こういう事情での管理なので、盆栽本来の鉢にこだわらず、冬の寒い時期に毎年、花を咲かせることを優先目的としてきた。
盆栽用の鉢は、極限美を表現するための道具である関係で、極力、小さめの和風の鉢が選ばれる。園芸店で買ってきた盆栽についている鉢はたいていそうだ。

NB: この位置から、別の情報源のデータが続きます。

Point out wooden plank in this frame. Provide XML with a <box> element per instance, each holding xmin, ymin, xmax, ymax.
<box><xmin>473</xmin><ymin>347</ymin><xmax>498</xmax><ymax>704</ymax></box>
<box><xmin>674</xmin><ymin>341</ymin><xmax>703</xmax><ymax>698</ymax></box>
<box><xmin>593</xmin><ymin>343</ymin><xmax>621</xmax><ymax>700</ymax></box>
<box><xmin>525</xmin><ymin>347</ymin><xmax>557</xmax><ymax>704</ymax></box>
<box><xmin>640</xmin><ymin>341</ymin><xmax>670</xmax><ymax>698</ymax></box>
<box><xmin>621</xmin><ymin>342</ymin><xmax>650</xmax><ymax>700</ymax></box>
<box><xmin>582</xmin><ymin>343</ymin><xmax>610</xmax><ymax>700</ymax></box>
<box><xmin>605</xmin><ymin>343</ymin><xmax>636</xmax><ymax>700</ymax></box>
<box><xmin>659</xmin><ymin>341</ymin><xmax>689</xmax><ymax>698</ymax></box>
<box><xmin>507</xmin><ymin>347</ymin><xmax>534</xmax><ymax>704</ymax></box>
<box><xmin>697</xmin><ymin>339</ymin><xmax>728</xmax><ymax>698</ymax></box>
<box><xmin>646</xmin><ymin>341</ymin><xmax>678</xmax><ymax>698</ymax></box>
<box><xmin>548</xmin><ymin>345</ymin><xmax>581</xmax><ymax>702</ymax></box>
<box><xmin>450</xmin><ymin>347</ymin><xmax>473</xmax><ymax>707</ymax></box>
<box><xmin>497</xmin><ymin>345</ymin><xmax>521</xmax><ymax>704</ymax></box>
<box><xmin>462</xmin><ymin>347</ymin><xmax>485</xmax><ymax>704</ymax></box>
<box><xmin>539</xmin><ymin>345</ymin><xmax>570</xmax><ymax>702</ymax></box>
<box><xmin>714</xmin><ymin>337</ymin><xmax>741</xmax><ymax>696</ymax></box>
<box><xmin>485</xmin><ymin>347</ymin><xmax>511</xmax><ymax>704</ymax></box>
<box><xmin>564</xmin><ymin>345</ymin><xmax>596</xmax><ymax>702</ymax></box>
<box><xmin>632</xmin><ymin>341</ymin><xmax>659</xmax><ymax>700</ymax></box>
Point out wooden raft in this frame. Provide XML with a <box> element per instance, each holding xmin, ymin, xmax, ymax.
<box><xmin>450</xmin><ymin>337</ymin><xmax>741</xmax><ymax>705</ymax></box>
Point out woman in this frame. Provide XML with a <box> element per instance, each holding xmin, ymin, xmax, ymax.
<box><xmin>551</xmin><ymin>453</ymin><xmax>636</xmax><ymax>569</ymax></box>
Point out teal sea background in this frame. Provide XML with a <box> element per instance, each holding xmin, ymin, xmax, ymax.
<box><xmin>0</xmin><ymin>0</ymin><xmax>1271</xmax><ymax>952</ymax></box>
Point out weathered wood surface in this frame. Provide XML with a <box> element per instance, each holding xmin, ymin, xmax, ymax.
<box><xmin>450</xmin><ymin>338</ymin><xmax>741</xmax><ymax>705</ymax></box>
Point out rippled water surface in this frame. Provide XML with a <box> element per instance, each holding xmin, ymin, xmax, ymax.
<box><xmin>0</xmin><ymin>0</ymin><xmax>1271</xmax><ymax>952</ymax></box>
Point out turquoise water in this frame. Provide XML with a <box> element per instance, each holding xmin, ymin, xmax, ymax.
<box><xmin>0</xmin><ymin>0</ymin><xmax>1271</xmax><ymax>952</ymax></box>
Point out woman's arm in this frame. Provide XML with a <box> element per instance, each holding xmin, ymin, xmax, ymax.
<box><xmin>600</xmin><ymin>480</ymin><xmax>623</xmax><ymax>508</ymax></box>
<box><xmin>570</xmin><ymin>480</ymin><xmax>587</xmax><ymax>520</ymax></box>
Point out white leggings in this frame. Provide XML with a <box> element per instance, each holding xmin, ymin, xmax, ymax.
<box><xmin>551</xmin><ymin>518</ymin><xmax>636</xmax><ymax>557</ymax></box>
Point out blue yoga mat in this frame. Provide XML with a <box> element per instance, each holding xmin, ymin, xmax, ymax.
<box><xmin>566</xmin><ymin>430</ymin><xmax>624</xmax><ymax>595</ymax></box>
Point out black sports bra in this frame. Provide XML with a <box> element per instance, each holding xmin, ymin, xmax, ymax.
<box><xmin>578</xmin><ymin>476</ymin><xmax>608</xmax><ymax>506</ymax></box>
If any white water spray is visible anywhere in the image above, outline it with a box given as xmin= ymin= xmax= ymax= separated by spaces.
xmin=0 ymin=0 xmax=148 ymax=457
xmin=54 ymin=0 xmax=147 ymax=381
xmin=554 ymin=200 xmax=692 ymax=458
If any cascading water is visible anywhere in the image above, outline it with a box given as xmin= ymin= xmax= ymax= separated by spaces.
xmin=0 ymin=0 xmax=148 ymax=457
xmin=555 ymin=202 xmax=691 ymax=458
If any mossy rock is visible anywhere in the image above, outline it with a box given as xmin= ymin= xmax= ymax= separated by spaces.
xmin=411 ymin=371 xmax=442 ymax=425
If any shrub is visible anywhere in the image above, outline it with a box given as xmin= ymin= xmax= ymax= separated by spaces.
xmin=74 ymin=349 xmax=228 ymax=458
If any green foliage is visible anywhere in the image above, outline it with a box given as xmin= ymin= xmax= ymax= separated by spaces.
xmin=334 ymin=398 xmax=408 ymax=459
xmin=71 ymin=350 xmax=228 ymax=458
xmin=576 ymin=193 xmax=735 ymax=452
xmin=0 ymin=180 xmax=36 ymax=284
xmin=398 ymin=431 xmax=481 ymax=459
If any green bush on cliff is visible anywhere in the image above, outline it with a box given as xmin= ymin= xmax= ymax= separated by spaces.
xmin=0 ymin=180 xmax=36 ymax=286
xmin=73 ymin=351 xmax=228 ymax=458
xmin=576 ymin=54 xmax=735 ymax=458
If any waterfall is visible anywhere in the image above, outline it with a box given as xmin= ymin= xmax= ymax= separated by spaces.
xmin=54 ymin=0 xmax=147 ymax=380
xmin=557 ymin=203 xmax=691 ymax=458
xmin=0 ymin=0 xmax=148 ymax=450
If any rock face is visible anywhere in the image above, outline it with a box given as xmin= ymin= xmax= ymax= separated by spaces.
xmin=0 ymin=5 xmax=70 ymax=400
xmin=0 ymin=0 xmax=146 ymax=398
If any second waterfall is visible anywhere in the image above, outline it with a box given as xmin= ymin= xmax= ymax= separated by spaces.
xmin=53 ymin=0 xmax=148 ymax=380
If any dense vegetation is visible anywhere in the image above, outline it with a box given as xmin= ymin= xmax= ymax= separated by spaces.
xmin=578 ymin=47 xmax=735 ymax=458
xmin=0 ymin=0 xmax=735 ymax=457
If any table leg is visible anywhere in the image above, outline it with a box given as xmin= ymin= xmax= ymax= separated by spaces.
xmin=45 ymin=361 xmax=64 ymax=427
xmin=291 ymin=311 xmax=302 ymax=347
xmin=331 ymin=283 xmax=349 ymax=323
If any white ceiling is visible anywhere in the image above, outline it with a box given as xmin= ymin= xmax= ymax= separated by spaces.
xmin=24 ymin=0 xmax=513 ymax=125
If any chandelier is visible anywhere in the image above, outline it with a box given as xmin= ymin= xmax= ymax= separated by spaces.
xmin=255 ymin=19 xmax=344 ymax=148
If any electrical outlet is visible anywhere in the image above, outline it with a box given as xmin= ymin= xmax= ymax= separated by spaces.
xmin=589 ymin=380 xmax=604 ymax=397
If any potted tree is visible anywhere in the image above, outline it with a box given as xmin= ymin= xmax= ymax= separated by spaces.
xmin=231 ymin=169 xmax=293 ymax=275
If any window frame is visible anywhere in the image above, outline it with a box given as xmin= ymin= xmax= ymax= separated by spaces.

しかし、そのままでは、冬季の凍結、特に水切れ状態ではどうしようもない。夏季は、二三日、水をやるのを忘れると枯れてしまう。いくら暑さ、寒さに強い梅でも小さい鉢ではかわいそうだ。そこで、深底の素焼きの鉢を選んだ。選んだのはイタリアやドイツの洋風テラコッタである。こうすることで、四季を通じて水切れの心配がなくなる。土を増やすことで肥料の量を増やせるメリットもある。私はそんなにたくさん施肥はしないが。
盆栽は、盆栽家にとっては、本来、外観としての極限美を珍重する芸術みたいなものだ。しかし、私の場合、積雪寒冷地において最も寒い時期に開花させることを優先、そのために、盆栽家が選ぶような鉢を選択しなかったのである。